A key aspect of the precision medicine effort is the development of informatics tools that can analyze and interpret “big data” sets in an automated and adaptive fashion while providing accurate and actionable clinical information. The aims of this study were to develop machine learning algorithms for the identification of disease and the prognostication of mortality risk and to determine whether such models perform better than classical statistical analyses.Methods:
Focusing on peripheral artery disease (PAD), patient data were derived from a prospective, observational study of 1755 patients who presented for elective coronary angiography. We employed multiple supervised machine learning algorithms and used diverse clinical, demographic, imaging, and genomic information in a hypothesis-free manner to build models that could identify patients with PAD and predict future mortality.
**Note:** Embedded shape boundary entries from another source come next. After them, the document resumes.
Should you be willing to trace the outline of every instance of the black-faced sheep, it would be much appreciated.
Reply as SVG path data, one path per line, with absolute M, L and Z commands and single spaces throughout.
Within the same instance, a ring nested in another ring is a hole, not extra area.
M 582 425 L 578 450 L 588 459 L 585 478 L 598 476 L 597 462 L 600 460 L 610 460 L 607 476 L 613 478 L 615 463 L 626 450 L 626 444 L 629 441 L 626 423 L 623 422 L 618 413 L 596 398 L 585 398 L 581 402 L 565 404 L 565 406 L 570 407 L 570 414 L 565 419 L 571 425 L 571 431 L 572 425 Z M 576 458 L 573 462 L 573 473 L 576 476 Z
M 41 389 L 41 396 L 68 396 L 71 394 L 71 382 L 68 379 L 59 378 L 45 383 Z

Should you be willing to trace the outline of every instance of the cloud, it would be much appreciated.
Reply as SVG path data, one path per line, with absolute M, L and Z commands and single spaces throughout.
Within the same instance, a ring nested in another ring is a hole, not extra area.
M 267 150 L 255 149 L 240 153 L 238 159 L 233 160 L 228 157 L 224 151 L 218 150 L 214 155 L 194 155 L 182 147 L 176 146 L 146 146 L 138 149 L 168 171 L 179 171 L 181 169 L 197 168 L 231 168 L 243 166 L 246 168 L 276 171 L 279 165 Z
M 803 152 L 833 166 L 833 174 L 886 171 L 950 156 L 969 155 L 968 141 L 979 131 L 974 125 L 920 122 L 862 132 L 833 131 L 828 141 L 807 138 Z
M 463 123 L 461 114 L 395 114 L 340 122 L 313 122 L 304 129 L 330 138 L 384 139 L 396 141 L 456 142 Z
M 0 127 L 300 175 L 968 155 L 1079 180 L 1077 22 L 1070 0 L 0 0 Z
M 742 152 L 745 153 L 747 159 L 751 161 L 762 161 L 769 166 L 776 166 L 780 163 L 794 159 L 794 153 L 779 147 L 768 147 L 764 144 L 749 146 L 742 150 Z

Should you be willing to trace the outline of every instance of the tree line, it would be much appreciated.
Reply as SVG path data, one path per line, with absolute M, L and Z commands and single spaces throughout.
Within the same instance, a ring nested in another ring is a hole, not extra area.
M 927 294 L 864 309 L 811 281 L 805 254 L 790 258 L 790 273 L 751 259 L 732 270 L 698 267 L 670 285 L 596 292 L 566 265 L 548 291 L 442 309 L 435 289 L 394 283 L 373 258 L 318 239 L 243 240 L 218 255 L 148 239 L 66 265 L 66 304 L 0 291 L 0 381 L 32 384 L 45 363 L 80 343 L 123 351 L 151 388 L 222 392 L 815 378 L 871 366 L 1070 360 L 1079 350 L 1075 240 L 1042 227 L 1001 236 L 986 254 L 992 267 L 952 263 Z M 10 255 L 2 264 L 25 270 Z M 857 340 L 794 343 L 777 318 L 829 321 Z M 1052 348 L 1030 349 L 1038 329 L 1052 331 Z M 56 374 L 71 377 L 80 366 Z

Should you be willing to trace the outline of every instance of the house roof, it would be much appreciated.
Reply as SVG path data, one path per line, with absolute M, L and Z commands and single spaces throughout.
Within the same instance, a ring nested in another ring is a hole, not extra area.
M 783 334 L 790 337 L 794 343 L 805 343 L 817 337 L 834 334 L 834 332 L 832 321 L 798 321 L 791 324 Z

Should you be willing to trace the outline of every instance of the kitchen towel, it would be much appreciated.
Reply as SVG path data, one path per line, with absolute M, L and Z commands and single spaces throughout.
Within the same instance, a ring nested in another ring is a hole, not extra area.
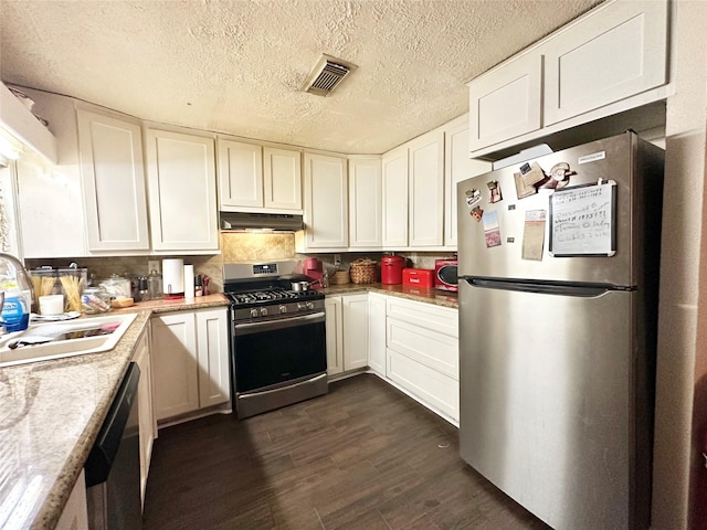
M 194 297 L 194 266 L 184 265 L 184 297 Z

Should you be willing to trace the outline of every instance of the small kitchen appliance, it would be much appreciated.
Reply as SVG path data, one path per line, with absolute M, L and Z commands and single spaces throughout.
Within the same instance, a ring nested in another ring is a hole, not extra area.
M 167 300 L 184 297 L 183 259 L 162 259 L 162 292 Z
M 402 269 L 405 258 L 402 256 L 383 256 L 380 259 L 380 283 L 387 285 L 402 284 Z
M 445 257 L 434 261 L 434 288 L 442 290 L 458 290 L 456 278 L 456 257 Z
M 298 263 L 223 266 L 232 401 L 240 418 L 328 392 L 324 294 L 292 289 L 307 283 L 295 274 Z
M 409 287 L 434 287 L 434 271 L 431 268 L 403 268 L 402 285 Z

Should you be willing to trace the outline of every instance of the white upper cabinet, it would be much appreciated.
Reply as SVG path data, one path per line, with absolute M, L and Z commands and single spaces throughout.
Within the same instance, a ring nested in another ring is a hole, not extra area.
M 349 246 L 382 245 L 382 180 L 380 159 L 349 160 Z
M 219 137 L 219 206 L 224 212 L 302 212 L 302 155 Z
M 263 205 L 263 148 L 219 138 L 221 210 Z
M 298 252 L 345 250 L 349 240 L 347 160 L 305 153 L 305 230 L 296 232 Z
M 302 211 L 302 153 L 289 149 L 263 149 L 264 206 Z
M 409 244 L 444 244 L 444 132 L 433 130 L 409 145 Z
M 472 151 L 539 129 L 542 56 L 528 52 L 474 80 L 468 109 Z
M 544 47 L 545 125 L 667 83 L 668 4 L 618 1 Z
M 81 108 L 76 116 L 88 250 L 149 250 L 140 126 Z
M 383 155 L 383 247 L 408 246 L 408 147 Z
M 213 139 L 147 129 L 154 251 L 218 251 Z
M 608 0 L 469 82 L 472 157 L 667 97 L 669 9 L 667 0 Z
M 468 116 L 444 127 L 444 245 L 456 247 L 456 184 L 492 170 L 492 163 L 468 158 Z M 468 212 L 462 212 L 466 214 Z

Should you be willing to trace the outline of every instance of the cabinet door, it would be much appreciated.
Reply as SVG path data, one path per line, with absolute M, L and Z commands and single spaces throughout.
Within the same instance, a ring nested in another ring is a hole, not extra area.
M 231 399 L 229 372 L 229 319 L 226 309 L 197 311 L 199 352 L 199 406 Z
M 410 246 L 443 245 L 444 132 L 428 132 L 413 140 L 409 149 Z
M 542 126 L 542 55 L 530 51 L 472 81 L 469 150 L 508 140 Z
M 382 245 L 380 160 L 349 160 L 349 246 Z
M 157 420 L 199 409 L 197 331 L 192 312 L 154 317 L 152 381 Z
M 324 300 L 327 332 L 327 374 L 344 371 L 344 331 L 341 320 L 341 297 L 327 296 Z
M 89 251 L 149 250 L 140 126 L 76 110 Z
M 668 2 L 608 2 L 545 46 L 545 125 L 667 83 Z
M 386 298 L 368 295 L 368 365 L 386 377 Z
M 289 149 L 263 149 L 265 208 L 302 211 L 302 153 Z
M 152 248 L 217 251 L 213 139 L 147 129 Z
M 408 246 L 408 148 L 383 155 L 383 246 Z
M 344 370 L 368 365 L 368 295 L 341 297 Z
M 348 247 L 346 159 L 305 153 L 305 224 L 308 248 Z
M 490 162 L 468 158 L 468 116 L 444 131 L 444 246 L 456 247 L 456 184 L 490 170 Z
M 263 148 L 219 138 L 221 210 L 263 206 Z
M 157 436 L 155 411 L 152 409 L 152 362 L 149 331 L 146 331 L 135 347 L 133 360 L 140 369 L 137 393 L 137 413 L 140 430 L 140 499 L 145 505 L 145 490 L 150 469 L 152 443 Z

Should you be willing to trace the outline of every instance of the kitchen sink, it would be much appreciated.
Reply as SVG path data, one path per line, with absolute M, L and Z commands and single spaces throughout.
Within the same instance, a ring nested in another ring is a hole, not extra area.
M 0 337 L 0 367 L 112 350 L 136 318 L 124 314 L 32 324 Z

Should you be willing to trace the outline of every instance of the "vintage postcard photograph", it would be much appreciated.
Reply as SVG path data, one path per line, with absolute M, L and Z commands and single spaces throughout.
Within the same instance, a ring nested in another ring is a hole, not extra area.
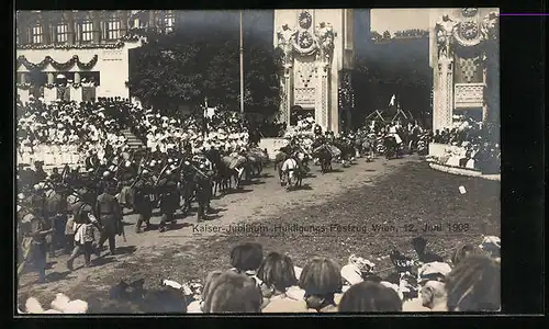
M 501 311 L 497 8 L 15 15 L 21 316 Z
Comparison was made to standard stepwise linear regression models.Results:
Our machine-learned models outperformed stepwise logistic regression models both for the identification of patients with PAD (area under the curve, 0.87 vs 0.76, respectively; P = .03) and for the prediction of future mortality (area under the curve, 0.76 vs 0.65, respectively; P = .10). Both machine-learned models were markedly better calibrated than the stepwise logistic regression models, thus providing more accurate disease and mortality risk estimates.Conclusions:
Machine learning approaches can produce more accurate disease classification and prediction models. These tools may prove clinically useful for the automated identification of patients with highly morbid diseases for which aggressive risk factor management can improve outcomes.